The 86-page economic development bill, which is due to emerge from the Ways and Means Committee today, would merge the Health and Education Finance Authority and the Emerging Technology Fund under MassDevelopment, according to a summary obtained by State House News Service.

The bill would also grant targeted tax breaks to businesses and establish a central marketing agency. But it differs from Senate-approved legislation on how to restructure the state’s economic development bureaucracy.

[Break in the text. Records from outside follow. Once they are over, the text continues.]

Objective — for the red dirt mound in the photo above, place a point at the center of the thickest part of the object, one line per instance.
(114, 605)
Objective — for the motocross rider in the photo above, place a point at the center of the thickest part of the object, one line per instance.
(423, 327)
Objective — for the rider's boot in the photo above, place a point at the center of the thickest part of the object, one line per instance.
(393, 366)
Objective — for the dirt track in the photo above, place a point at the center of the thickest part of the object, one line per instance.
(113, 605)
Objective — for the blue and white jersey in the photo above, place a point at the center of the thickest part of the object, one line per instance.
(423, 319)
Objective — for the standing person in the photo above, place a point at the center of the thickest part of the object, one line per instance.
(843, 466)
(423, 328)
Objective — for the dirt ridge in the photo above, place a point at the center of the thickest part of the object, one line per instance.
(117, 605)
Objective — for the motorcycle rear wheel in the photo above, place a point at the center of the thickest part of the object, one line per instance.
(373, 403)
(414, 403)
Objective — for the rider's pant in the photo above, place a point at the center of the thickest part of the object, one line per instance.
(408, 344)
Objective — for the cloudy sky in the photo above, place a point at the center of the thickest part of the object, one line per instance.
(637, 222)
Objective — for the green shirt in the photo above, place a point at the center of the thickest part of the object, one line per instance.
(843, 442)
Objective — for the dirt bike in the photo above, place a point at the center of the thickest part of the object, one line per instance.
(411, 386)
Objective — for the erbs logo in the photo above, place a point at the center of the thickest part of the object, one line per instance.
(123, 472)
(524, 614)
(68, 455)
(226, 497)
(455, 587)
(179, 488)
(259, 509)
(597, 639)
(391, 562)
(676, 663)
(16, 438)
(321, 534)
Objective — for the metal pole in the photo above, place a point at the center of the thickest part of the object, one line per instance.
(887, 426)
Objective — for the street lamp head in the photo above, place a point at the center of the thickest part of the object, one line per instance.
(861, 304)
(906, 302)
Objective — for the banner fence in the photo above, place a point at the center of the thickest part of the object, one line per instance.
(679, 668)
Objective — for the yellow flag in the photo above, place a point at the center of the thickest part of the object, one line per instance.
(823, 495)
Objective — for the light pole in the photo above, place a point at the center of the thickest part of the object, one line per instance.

Individual investors in start-ups based in this state would pay a 3 percent capital gains tax on the investments if they hold them longer than three years.

A new housing development program would offer incentives for rehabilitating units in multiple-unit buildings, including a tax credit of up to 25 percent on qualified expenses. The bill would reauthorize $50 million in bond funds for designated growth districts.

The business development options emerged from lawmakers’ hopes to help employers create new jobs, said state Representative Brian Dempsey, House chairman of the Economic Development Committee.

Action on the economic development bill comes with just five weeks of formal sessions remaining. Lawmakers are trying to finish a host of bills before July 31.